Alcuni alimenti sono pericolosi per il porcellino d'India. Tra gli alimenti tossici, si possono citare l'avocado, la cipolla, l'aglio, il rabarbaro e le patate crude. Altri alimenti sono dannosi per la digestione, come il pane, i prodotti lattiero-caseari e i cereali industriali. Infine, alcuni frutti troppo ricchi, come la banana, l'uva e la frutta secca.

Erbivoro stretto, il vostro roditore non deve mai mangiare avanzi di tavola, snack (diversi da quelli destinati alle cavie) o alimenti grassi. Per far piacere al vostro animale e contribuire al suo benessere, potete offrirgli:

Qual è l’habitat della cavia (porcellino d’India)?

 

Allo stato selvatico, gli antenati della cavia vivono nelle zone erbose delle Ande, spesso in piccoli gruppi. Scavano gallerie o occupano rifugi naturali per proteggersi dai predatori. Questo stile di vita implica un'attività costante, esplorazione e interazioni sociali.


In cattività, dovete ricreare il più possibile un ambiente che rispetti i suoi bisogni fondamentali:

  • sicurezza;
  • spazio;
  • stimolazione;
  • comfort.


Al riparo dalle correnti d'aria e in un luogo tranquillo, la gabbia della vostra cavia deve offrire un minimo di 0,5 m² per individuo. Il fondo sarà coperto da una lettiera naturale assorbente, come canapa o lino.


La cavia ha bisogno di:

  • nascondigli (casette, tunnel, ponti);
  • una zona pasto separata con ciotola per il cibo e beverino per l'acqua;
  • una zona riposo tranquilla;
  • oggetti e alimenti da rosicchiare.


Ama la sua routine, la luce naturale senza esposizione diretta e una temperatura stabile intorno ai 20 °C. La gabbia dovrà essere pulita 2 o 3 volte a settimana.

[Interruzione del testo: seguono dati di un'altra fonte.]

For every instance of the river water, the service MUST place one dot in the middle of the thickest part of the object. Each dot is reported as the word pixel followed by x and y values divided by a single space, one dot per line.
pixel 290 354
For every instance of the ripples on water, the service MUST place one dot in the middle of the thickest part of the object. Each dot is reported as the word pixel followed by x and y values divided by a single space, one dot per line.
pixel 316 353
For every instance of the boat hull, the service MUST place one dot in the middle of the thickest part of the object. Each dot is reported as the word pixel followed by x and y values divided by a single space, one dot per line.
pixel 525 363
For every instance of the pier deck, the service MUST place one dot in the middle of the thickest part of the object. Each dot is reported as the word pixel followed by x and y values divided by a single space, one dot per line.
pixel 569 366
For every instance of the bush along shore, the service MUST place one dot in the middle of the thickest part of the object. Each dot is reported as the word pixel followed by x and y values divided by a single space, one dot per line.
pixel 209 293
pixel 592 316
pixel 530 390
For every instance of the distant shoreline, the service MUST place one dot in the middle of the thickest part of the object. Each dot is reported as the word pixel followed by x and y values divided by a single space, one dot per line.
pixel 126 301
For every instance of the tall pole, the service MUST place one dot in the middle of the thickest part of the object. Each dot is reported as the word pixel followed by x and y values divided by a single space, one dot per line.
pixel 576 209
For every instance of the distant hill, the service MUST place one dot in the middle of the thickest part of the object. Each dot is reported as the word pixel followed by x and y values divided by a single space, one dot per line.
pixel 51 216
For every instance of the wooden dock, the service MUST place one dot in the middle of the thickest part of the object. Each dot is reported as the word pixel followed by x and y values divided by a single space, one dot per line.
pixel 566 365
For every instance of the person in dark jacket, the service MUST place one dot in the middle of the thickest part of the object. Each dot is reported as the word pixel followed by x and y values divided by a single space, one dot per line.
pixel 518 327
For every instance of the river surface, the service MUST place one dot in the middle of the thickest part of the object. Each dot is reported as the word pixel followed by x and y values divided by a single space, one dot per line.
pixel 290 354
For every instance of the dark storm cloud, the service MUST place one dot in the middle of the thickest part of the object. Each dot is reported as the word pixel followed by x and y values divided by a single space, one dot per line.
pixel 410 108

Uscite quotidiane in un recinto messo in sicurezza sono vivamente raccomandate per stimolare il suo comportamento naturale da esploratore.

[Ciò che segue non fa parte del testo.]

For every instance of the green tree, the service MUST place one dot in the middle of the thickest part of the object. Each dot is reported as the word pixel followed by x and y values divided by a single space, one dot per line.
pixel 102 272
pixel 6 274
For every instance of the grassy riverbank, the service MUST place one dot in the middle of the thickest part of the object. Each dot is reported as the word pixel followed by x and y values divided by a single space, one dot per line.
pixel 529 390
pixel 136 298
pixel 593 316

Inoltre, essendo molto socievole, il tuo porcellino d’India ama la tua compagnia ed è necessario per il suo benessere che coabiti con altri simili. Evita tuttavia di mettere insieme due maschi, a meno che non siano castrati. Per evitare riproduzioni indesiderate, ricorda di mettere a contatto solo maschi e femmine sterilizzati.

Come accogliere al meglio un porcellino d’India in casa?

L’arrivo in un nuovo ambiente rappresenta una fonte di stress importante per un porcellino d’India. Per favorire il suo adattamento, prepara il suo spazio prima del suo arrivo.

Lascia che il tuo nuovo compagno si ambienti al suo ritmo, in tutta calma, senza maneggiarlo nelle prime ore. Parlagli dolcemente e avvicinati senza gesti bruschi.

In un secondo momento, offrigli dei premietti direttamente dalla mano per creare un legame di fiducia. Allo stesso modo, l’alimentazione deve essere introdotta gradualmente.

Proponi verdure già note (se ne mangiava già) e del fieno di qualità sempre a disposizione. I pellet completeranno l’apporto nutrizionale nei giorni successivi.

⚠️ Per limitare lo stress, puoi nebulizzare intorno alla gabbia uno spray antistress per l’ambiente, formulato con estratti di valeriana, passiflora e biancospino.

Se hai altri porcellini d’India, presentali progressivamente dopo una quarantena sanitaria di alcuni giorni.

Come prendersi cura della salute di un porcellino d’India?

Scopri subito come pulire il tuo porcellino d’India e tagliargli le unghie.

Anche se il porcellino d’India è un animale robusto quando è ben nutrito e protetto, resta vulnerabile a certi disturbi.

Il sistema digestivo dei porcellini d’India è sensibile ai cambiamenti bruschi, alle verdure lavate male o a un'alimentazione povera di fibre.

Il porcellino d’India è anche soggetto allo sviluppo di calcoli renali (urolitiasi) e può sviluppare insufficienza renale. È importante verificare che il tuo compagno urini regolarmente.

Infine, le palle di pelo possono influire sul comfort dei soggetti a pelo lungo, specialmente durante la muta.